The inspiration behind the character, the “real” Lt. Charles C. Taylor, USN, Flight Leader for Flight 19 that disappeared in the Bermuda Triangle on Dec. 5, 1945.

Bryan could sense the sadness. The normally cheerful and sassy women were somber and tearful. He was quickly directed to Madam Sonjay’s personal room where Sir Charles had been taken too.

Charles lay in a large bed, covered in heavy quilts. His bandages were soaked with blood as Madam Sonjay sat next to him, dabbing his head with a cool compress while giving him sips of good Elvish wine. Like the girls in the brothel, Madam Sonjay was sad and upset but she tried not to show it. Her fancy dress was covered in blood as the Gil-Gamesh surmised she was the one who tended to his wounds.

When Madam Sonjay saw Bryan, she kissed Charles on the forehead before leaving his side. “I’m sorry milord, I did the best I could, but without a proper doctor I’m afraid that my best won’t save him,” she told Bryan, her eyes tearing up as she broke down and cried. “I tried everything I could to keep him alive until you got here, I just wish …” Madam Sonjay stopped as she became inconsolable. Bryan tried to comfort her in her grief.

“It’s alright Minerva, it’s not your fault,” Bryan told her. “Thank you.” He gave her a kiss on the forehead before walking over as he sat down next to Charles. Charles coughed as he opened his eyes and glanced at Bryan.

“You took your time getting here,” he joked. “How’s the little stray doing?”

“She’s fine, sends her best,” Bryan said as he leaned in to Charles. “I wish I had gotten here sooner though, it must have been a helluva fight.”

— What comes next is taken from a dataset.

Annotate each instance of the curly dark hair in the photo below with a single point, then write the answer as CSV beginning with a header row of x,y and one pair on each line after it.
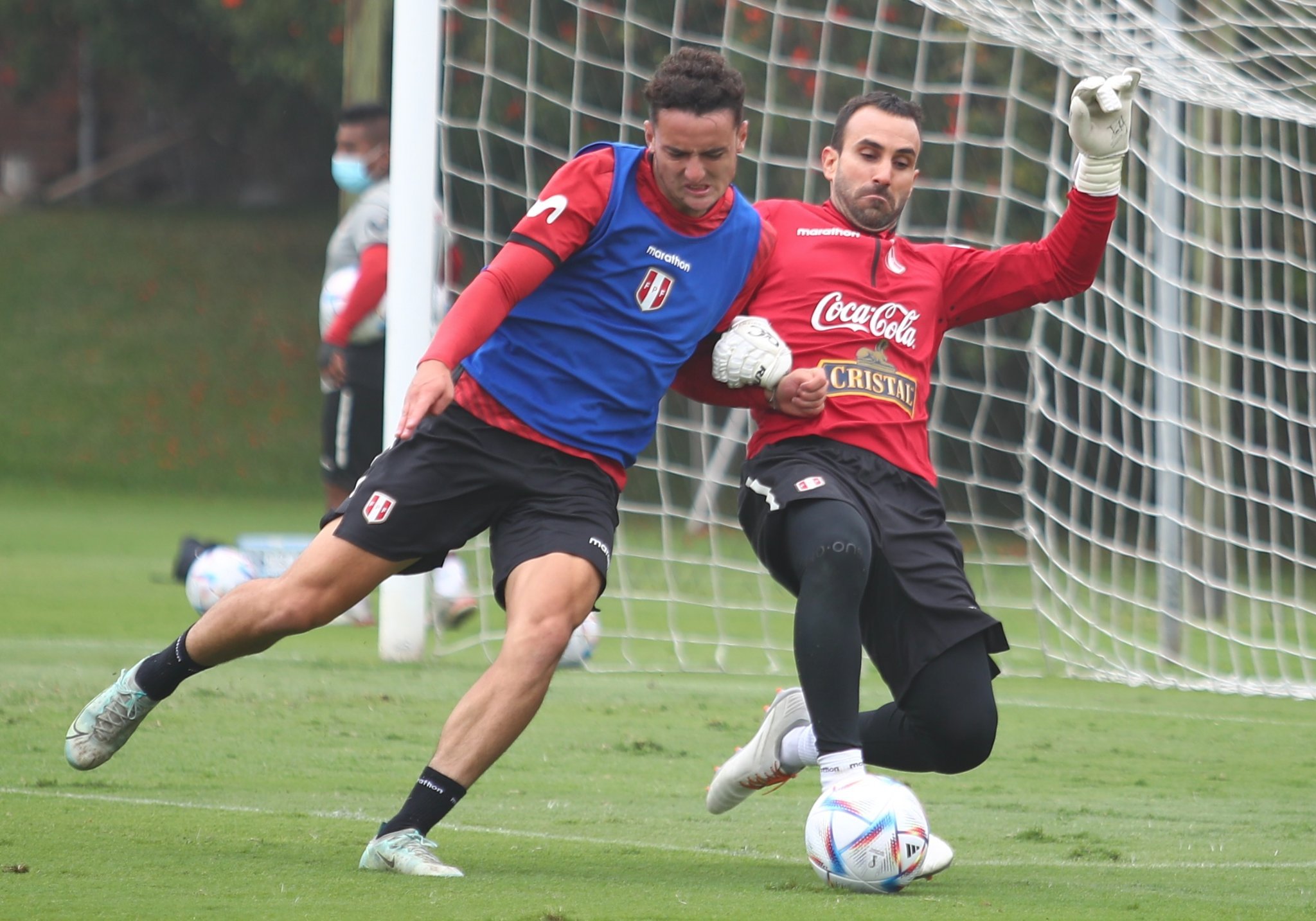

“Those Brood … They’re big and ugly, but stronger and smarter than regular goblins, if that’s even possible,” Charles sputtered. “You need to be prepared when you meet them.”

“I will, don’t worry about that right now,” Bryan reassured him. “You can help me put together a strategy once you get back on your feet.”

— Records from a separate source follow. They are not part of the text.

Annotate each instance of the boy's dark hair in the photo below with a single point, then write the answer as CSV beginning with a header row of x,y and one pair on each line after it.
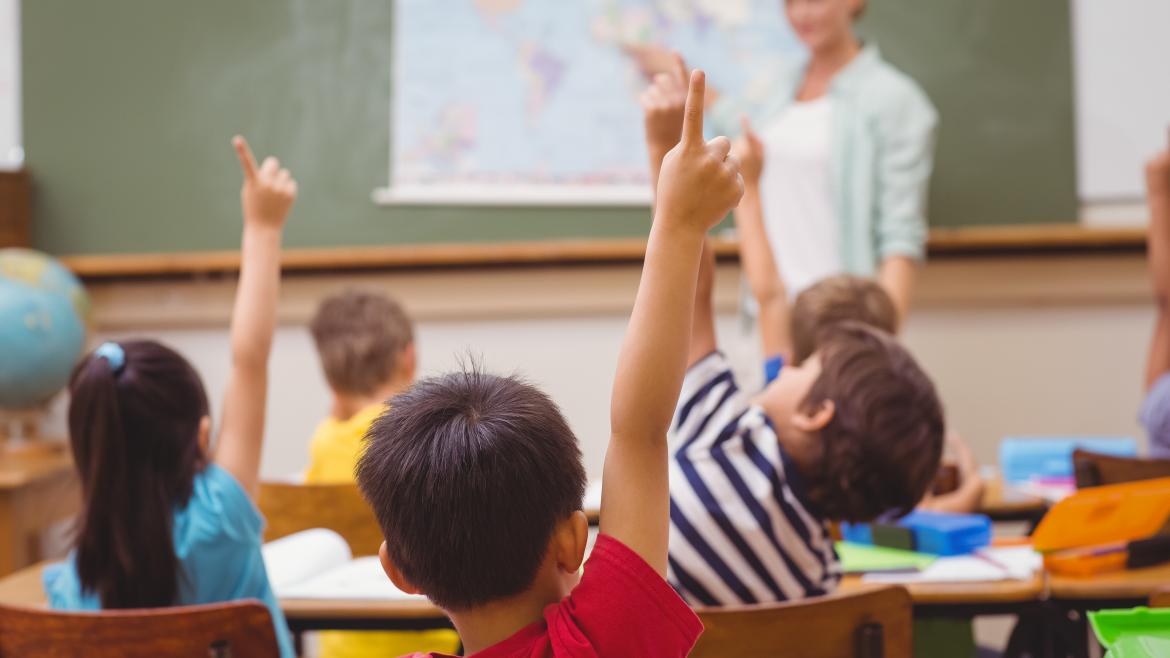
x,y
883,444
834,300
468,474
359,336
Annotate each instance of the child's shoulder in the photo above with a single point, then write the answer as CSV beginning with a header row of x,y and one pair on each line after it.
x,y
218,509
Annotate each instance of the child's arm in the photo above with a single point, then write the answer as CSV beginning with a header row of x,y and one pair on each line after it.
x,y
1157,183
267,196
703,340
700,183
968,498
662,107
756,252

Charles coughed again, a little bit of blood trickled out of his mouth. Bryan wiped it away. “Don’t bullshit me Chief. You and I both know I’m not going to make it.” Bryan sat silent, trying to contain his emotion. “Don’t feel bad Bryan, I’ve had a good life …” Charles added. “I’ve lived a lot longer than most expected. It’s just my time.”

Bryan clasped Charles by the hand. “No, it’s not …” he cried through the tears. “I still have so much more to learn from you.”

“You don’t need me to teach you anything more Gil-Gamesh. You’re more than ready to survive whatever Avalon throws at you. Besides,” Charles said as he gasped for air. “I want to see my parents … My family again. Now, I finally … finally … can …”

With his last breath, Charles Taylor died … A Naval Aviator and a Knight of Avalon. Everyone in the room bowed their heads in silent prayer. Some of the girls broke out in tears. Bryan let go of his friend and folded his hands across his chest before he reached up and closed his eyes.

He stood silent, alone in his thoughts. When he turned to the others, they looked to him for guidance and comfort. Bryan couldn’t find the right thing to say as the words escaped him.